The 2026 State of Provider Credentialing for Payers

Payers face rising pressure as provider credentialing teams manage expanding networks, stricter regulatory expectations, and ongoing staffing shortages. This report highlights the most common breakdowns and trends to modernize processes to strengthen reliability and reduce cycle times.

Honestly, I feel like payer enrollment and provider credentialing are kinda stuck between old-school methods and a world that’s moving super fast. A lot of places are still doing things the hard way [with] too much paperwork, too many emails, and way too many steps that could’ve been simplified years ago."

Kenickay Prendergast
Provider Specialist at Provider Network Solutions

The breakdowns hindering cost-efficient credentialing infrastructure in 2026

How are staffing shortages impacting provider credentialing performance?

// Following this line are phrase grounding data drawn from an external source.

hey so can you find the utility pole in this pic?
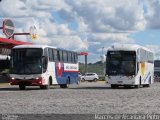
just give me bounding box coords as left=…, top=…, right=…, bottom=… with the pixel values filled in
left=101, top=47, right=105, bottom=77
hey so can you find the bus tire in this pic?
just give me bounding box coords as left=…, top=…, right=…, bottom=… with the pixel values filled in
left=135, top=77, right=141, bottom=88
left=45, top=85, right=50, bottom=89
left=19, top=84, right=26, bottom=90
left=124, top=85, right=130, bottom=88
left=135, top=85, right=140, bottom=89
left=145, top=84, right=150, bottom=87
left=145, top=77, right=151, bottom=87
left=62, top=77, right=70, bottom=88
left=40, top=80, right=50, bottom=89
left=40, top=86, right=44, bottom=89
left=111, top=84, right=117, bottom=89
left=60, top=85, right=64, bottom=88
left=40, top=85, right=49, bottom=89
left=60, top=84, right=68, bottom=88
left=49, top=77, right=52, bottom=86
left=63, top=84, right=68, bottom=88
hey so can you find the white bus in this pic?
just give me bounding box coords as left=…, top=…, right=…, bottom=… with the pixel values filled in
left=10, top=45, right=79, bottom=90
left=105, top=44, right=154, bottom=88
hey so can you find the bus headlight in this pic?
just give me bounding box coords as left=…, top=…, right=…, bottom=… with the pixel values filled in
left=11, top=77, right=15, bottom=80
left=35, top=77, right=42, bottom=80
left=34, top=77, right=44, bottom=84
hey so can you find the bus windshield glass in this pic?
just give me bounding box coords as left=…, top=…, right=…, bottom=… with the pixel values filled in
left=106, top=51, right=136, bottom=76
left=11, top=48, right=43, bottom=74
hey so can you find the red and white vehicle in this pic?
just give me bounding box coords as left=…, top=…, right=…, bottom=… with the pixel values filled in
left=10, top=45, right=79, bottom=90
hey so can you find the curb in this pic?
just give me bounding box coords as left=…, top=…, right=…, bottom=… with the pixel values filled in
left=0, top=83, right=10, bottom=87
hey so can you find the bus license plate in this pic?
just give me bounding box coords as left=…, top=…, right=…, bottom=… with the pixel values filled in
left=117, top=81, right=123, bottom=83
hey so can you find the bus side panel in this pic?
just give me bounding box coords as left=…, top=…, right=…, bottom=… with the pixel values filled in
left=63, top=63, right=79, bottom=84
left=136, top=62, right=154, bottom=85
left=46, top=62, right=58, bottom=85
left=55, top=62, right=78, bottom=84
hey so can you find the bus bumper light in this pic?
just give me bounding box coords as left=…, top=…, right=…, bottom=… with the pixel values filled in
left=117, top=81, right=123, bottom=83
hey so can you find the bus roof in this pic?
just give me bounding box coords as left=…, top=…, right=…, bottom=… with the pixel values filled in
left=12, top=44, right=77, bottom=53
left=107, top=43, right=153, bottom=53
left=13, top=44, right=57, bottom=49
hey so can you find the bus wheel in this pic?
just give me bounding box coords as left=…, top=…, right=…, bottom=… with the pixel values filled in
left=135, top=77, right=141, bottom=88
left=19, top=84, right=26, bottom=90
left=124, top=85, right=130, bottom=88
left=145, top=77, right=151, bottom=87
left=61, top=77, right=70, bottom=88
left=111, top=84, right=117, bottom=89
left=40, top=80, right=50, bottom=89
left=60, top=85, right=64, bottom=88
left=64, top=84, right=69, bottom=88
left=44, top=84, right=50, bottom=89
left=40, top=85, right=49, bottom=89
left=60, top=84, right=68, bottom=88
left=145, top=84, right=150, bottom=87
left=135, top=85, right=140, bottom=89
left=40, top=86, right=44, bottom=89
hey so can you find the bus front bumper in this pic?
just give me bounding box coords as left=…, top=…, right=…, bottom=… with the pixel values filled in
left=106, top=76, right=136, bottom=85
left=10, top=77, right=45, bottom=86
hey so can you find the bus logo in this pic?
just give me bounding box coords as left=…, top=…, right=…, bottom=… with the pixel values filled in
left=56, top=62, right=62, bottom=78
left=141, top=62, right=145, bottom=76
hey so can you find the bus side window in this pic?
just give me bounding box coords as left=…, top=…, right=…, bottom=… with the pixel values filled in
left=58, top=50, right=63, bottom=62
left=68, top=52, right=71, bottom=63
left=71, top=52, right=74, bottom=63
left=75, top=53, right=78, bottom=63
left=42, top=56, right=48, bottom=73
left=66, top=52, right=69, bottom=62
left=57, top=50, right=60, bottom=61
left=73, top=53, right=76, bottom=63
left=63, top=51, right=67, bottom=63
left=54, top=49, right=58, bottom=62
left=48, top=48, right=54, bottom=61
left=60, top=51, right=63, bottom=62
left=74, top=53, right=78, bottom=63
left=43, top=48, right=48, bottom=58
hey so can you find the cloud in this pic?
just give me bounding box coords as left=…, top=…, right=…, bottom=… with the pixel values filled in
left=89, top=33, right=135, bottom=43
left=65, top=0, right=145, bottom=33
left=0, top=0, right=26, bottom=17
left=144, top=0, right=160, bottom=29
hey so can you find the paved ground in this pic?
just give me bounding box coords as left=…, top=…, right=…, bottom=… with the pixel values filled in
left=0, top=81, right=160, bottom=119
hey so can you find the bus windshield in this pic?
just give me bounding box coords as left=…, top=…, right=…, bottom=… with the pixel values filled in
left=106, top=51, right=136, bottom=76
left=10, top=48, right=43, bottom=74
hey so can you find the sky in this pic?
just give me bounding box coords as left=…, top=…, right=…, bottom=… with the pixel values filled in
left=0, top=0, right=160, bottom=63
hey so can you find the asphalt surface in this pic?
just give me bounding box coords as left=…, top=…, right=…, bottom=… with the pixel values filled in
left=0, top=81, right=160, bottom=120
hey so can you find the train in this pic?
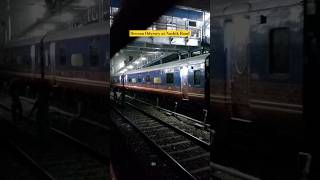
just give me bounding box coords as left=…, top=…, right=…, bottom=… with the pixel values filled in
left=0, top=23, right=110, bottom=111
left=210, top=0, right=303, bottom=123
left=111, top=54, right=209, bottom=102
left=209, top=0, right=307, bottom=179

Burnout is the top staffing challenge for payer organizations: 30% of plans cite admin burnout. Smaller health plans more often struggle to hire experienced credentialing talent. These shortages slow onboarding and create audit exposure when compliance steps are missed due to capacity constraints.

Where are payers investing in AI to improve credentialing?

Payers are directing the most AI investment toward provider credentialing and directory management (21%). The ROI is clear: automation accelerates time-to-network and strengthens provider experience — two critical levers for meeting access-to-care requirements and improving member satisfaction.

What’s slowing AI and automation adoption for payer credentialing teams?

The biggest barriers are legacy system integration (20%) and limited internal AI expertise (18%) — a readiness gap, not a lack of interest. Teams want automation, but many need ready-to-run solutions that minimize implementation burden and technical lift.